I have just come to the end of a 5ltr container of Angelwax Bilberry which was excellent and have got a 5ltr of Orchard Wheel cleanse to crack open and review next wash.

I have heard good things about Alkaloy so might be worth a look, perhaps consider getting a 500ml bottle to try 1st and see how you get on.

But if your ceiling is £20 for 5ltrs than you will find Smart Wheels hard to beat.


----------



## bigkahunaburger (Jun 27, 2012)

Bilt Hamber Auto Wheel.


----------



## LewisChadwick7 (Aug 22, 2014)

KKD brakeaway for general use anything from 1:10-1:20 is perfectly fine or 1:5 if they're proper minging


----------



## Brian1612 (Apr 5, 2015)

Much more to look at than initial outlay on products.
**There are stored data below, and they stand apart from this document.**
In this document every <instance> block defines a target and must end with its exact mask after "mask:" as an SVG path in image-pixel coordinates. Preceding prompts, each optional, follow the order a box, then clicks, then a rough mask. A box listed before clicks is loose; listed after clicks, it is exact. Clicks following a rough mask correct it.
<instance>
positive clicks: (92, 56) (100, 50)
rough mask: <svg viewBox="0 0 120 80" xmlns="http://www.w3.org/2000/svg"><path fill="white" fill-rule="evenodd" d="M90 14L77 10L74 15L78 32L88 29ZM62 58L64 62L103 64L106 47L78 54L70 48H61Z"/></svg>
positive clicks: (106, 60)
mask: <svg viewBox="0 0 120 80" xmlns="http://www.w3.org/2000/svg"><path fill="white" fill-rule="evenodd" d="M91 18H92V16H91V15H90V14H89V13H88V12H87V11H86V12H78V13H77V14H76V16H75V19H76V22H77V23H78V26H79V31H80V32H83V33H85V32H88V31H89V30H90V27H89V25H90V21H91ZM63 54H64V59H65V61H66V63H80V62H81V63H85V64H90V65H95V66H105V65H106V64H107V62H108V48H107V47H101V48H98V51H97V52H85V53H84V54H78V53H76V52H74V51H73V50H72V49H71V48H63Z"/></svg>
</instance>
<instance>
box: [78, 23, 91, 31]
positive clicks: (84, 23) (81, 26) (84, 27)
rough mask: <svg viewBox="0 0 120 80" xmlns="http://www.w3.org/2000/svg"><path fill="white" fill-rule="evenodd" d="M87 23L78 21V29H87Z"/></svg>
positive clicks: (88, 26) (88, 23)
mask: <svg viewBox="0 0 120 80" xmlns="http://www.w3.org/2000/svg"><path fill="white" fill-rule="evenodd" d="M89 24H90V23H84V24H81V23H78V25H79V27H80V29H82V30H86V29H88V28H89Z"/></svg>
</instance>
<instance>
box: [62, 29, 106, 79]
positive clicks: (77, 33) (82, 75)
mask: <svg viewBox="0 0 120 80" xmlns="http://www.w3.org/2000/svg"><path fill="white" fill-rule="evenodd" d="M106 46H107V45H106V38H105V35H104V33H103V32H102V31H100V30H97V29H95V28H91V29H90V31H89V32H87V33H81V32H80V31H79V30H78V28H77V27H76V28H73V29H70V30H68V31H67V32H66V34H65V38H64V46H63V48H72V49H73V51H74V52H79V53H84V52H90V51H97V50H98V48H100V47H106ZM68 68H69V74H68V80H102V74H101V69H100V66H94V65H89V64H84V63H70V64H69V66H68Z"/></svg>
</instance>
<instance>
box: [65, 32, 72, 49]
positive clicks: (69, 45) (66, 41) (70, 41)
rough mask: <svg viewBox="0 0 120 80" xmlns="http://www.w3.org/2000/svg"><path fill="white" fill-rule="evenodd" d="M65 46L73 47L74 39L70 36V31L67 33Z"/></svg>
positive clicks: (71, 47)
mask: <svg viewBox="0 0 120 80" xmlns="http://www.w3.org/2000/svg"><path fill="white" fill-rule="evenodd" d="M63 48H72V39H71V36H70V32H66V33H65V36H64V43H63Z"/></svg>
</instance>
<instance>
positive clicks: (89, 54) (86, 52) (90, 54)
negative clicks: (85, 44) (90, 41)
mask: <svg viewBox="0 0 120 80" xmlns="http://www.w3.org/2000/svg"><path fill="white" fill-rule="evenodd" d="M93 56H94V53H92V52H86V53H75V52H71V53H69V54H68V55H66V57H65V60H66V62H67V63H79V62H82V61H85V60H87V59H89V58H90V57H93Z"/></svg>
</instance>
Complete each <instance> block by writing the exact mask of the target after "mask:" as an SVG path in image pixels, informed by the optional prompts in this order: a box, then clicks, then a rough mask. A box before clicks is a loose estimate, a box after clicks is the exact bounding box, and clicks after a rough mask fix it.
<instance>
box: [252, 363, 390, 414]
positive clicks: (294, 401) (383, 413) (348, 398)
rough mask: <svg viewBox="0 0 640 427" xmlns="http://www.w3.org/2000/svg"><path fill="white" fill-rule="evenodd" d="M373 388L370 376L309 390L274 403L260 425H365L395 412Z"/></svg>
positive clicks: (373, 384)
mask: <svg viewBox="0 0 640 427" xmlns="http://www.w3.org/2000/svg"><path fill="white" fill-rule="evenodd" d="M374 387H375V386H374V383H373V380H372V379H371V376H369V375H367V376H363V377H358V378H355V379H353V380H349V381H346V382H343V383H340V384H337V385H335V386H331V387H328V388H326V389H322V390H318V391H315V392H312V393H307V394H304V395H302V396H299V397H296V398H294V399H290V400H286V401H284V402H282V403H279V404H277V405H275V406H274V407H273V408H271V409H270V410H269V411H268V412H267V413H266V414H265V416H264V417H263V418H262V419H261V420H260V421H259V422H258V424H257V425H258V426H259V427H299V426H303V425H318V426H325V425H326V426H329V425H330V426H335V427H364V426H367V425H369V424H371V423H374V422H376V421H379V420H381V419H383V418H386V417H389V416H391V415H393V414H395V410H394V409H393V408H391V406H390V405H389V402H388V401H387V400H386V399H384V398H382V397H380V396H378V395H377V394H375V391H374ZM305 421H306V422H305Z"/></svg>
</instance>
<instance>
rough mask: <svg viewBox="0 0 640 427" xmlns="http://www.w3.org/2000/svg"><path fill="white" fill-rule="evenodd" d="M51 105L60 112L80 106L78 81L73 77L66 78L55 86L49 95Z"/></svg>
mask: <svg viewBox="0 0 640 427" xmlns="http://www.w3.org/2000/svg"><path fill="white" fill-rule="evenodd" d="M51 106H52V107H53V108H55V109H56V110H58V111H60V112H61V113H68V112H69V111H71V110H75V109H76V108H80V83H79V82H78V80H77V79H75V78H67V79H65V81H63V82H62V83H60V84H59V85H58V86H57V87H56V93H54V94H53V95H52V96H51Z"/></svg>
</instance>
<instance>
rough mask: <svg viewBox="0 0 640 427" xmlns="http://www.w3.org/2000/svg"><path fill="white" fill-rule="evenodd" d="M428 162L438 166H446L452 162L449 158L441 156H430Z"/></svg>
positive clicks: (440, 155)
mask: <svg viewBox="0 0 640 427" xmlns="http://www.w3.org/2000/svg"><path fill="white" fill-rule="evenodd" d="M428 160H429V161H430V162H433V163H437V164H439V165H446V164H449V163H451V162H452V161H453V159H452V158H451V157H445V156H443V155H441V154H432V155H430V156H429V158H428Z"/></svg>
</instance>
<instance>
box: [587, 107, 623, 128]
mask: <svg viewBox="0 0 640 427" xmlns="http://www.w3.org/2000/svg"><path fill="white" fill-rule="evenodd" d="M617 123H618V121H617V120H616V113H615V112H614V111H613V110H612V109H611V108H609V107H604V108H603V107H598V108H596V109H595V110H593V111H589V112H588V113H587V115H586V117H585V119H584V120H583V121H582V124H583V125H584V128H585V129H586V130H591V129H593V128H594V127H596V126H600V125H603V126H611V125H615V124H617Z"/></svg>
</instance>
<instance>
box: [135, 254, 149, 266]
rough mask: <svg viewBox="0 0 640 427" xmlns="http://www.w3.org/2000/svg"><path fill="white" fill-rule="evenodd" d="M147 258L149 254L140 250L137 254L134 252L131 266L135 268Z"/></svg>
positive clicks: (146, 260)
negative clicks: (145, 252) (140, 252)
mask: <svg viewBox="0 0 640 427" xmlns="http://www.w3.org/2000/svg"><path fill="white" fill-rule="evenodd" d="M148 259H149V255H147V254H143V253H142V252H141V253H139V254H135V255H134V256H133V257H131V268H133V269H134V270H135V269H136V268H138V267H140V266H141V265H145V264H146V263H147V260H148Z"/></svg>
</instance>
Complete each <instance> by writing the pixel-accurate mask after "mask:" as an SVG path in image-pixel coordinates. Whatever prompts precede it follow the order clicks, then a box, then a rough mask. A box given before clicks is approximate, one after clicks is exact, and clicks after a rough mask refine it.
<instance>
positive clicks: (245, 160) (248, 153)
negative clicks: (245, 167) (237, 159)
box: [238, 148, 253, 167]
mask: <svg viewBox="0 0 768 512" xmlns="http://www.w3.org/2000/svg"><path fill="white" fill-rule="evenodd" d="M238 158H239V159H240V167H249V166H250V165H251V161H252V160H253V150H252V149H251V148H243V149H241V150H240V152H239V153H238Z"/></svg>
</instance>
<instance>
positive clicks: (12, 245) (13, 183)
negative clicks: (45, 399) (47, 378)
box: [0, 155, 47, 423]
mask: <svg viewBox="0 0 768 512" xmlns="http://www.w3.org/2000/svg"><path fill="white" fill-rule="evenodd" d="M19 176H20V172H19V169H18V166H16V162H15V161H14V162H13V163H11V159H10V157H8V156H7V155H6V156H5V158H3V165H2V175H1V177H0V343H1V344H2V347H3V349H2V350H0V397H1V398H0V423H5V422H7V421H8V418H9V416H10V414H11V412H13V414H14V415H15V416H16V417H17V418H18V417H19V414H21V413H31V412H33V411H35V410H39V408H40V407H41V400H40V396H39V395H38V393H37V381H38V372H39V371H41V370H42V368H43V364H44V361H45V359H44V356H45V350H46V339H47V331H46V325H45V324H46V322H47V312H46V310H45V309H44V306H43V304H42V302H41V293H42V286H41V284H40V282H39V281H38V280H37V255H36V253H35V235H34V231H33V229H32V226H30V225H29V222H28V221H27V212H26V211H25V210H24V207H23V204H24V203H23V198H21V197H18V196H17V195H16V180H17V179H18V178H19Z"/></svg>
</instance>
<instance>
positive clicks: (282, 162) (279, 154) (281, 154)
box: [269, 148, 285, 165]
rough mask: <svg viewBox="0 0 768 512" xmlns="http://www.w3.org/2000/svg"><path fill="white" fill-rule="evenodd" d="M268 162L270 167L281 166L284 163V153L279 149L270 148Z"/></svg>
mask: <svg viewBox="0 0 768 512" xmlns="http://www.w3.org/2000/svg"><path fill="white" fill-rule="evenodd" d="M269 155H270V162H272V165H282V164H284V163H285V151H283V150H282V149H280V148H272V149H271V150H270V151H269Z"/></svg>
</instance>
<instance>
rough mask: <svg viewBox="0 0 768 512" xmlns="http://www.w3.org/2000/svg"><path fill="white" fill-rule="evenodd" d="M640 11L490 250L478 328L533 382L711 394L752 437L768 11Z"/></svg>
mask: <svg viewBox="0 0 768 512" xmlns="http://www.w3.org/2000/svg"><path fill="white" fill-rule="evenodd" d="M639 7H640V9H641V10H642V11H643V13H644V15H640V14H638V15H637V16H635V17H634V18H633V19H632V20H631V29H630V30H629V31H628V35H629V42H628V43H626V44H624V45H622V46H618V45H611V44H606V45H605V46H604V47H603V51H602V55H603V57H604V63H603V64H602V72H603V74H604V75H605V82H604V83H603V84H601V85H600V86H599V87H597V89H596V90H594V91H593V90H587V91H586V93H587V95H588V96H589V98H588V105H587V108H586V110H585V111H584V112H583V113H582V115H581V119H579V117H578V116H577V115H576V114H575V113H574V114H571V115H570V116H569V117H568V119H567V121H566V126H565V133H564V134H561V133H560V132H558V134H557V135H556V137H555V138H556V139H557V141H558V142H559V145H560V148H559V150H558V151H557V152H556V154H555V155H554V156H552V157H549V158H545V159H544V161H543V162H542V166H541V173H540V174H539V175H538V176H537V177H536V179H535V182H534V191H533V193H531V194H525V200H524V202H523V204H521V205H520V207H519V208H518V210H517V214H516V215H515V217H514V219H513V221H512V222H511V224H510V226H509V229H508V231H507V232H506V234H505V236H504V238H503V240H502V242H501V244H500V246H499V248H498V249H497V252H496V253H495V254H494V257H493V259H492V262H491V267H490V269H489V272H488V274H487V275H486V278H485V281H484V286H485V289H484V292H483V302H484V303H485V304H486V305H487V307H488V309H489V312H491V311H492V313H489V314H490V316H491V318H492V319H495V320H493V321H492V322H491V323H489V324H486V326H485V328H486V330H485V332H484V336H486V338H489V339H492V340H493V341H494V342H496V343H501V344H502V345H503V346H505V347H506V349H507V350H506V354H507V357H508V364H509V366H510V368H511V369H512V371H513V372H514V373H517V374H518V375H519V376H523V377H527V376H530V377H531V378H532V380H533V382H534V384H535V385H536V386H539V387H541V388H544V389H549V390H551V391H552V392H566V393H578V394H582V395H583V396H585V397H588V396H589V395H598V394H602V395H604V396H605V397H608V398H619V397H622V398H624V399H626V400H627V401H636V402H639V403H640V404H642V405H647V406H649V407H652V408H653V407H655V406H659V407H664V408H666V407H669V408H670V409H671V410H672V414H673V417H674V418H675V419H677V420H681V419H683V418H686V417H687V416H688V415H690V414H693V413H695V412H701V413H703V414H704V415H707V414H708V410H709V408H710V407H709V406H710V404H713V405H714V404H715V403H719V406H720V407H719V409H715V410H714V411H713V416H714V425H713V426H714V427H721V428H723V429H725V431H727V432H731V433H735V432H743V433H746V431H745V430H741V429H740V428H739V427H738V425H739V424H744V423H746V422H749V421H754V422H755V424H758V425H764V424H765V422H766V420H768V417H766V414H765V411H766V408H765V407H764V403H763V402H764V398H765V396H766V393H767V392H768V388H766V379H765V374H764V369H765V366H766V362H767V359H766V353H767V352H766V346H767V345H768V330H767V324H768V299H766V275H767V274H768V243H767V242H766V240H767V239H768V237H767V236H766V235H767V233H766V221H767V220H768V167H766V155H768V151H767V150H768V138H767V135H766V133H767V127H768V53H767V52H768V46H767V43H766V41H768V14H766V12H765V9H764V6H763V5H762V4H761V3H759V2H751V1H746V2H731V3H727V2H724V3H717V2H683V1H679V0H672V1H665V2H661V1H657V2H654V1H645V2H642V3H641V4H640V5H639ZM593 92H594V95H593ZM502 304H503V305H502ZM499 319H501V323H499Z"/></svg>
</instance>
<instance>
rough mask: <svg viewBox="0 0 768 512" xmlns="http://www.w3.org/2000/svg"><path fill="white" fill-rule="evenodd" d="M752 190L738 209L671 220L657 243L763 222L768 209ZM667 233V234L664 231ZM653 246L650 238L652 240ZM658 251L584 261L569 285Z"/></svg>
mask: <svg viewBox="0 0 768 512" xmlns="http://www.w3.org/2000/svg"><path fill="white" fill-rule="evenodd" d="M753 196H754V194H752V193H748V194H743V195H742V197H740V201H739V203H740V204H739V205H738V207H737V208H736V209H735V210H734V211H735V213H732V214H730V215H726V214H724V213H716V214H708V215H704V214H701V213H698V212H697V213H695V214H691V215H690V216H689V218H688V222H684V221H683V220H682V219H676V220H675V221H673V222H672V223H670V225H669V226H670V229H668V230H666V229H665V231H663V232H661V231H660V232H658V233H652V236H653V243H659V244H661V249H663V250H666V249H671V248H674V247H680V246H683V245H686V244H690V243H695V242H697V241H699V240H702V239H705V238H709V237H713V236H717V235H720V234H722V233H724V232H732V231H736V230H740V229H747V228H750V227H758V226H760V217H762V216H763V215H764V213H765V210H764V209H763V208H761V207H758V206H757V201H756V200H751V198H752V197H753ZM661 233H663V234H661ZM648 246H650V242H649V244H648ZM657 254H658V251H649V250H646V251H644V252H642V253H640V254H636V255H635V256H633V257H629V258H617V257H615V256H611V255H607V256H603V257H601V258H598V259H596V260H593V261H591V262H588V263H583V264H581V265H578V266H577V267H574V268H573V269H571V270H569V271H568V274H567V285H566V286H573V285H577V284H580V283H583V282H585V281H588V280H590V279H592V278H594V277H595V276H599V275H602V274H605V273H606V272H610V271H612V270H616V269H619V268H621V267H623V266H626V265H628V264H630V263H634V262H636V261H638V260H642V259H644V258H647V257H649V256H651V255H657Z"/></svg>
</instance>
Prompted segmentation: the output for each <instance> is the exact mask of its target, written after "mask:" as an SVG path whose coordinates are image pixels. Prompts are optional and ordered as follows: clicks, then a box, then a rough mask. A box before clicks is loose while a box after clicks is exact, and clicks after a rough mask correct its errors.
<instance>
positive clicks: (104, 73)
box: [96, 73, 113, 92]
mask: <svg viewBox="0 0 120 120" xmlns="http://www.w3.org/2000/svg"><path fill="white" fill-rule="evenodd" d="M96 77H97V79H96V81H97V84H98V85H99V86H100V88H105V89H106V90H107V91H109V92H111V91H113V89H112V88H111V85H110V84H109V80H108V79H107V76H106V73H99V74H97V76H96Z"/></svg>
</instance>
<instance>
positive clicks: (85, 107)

Do you dilute smart wheels?

Alkalloy is excellent and love that it offers both a deep clean at 1:5 and a wax safe maintenance cleaner at 1:20 on waxed wheels. 

Another to considering is KDD breakaway which is around £24 I believe and gets good praise.


----------



## John.C (Nov 4, 2012)

What's KDD ? ... have you a link to who sells it ? 

And yea I dilute SW .. depends on the task but generally 1:4


Sent from my iPhone using Tapatalk


----------



## steelghost (Aug 20, 2015)

John.C said:


> What's KDD ? ... have you a link to who sells it ?
> 
> And yea I dilute SW .. depends on the task but generally 1:4
> 
> Sent from my iPhone using Tapatalk


https://liquidelementsuk.co.uk/products/brake-away-non-acidic-wheel-cleaner


----------



## John.C (Nov 4, 2012)

steelghost said:


> https://liquidelementsuk.co.uk/products/brake-away-non-acidic-wheel-cleaner


Thanks ... seems fairly priced :thumb:

how does it compare to smart wheels ?


----------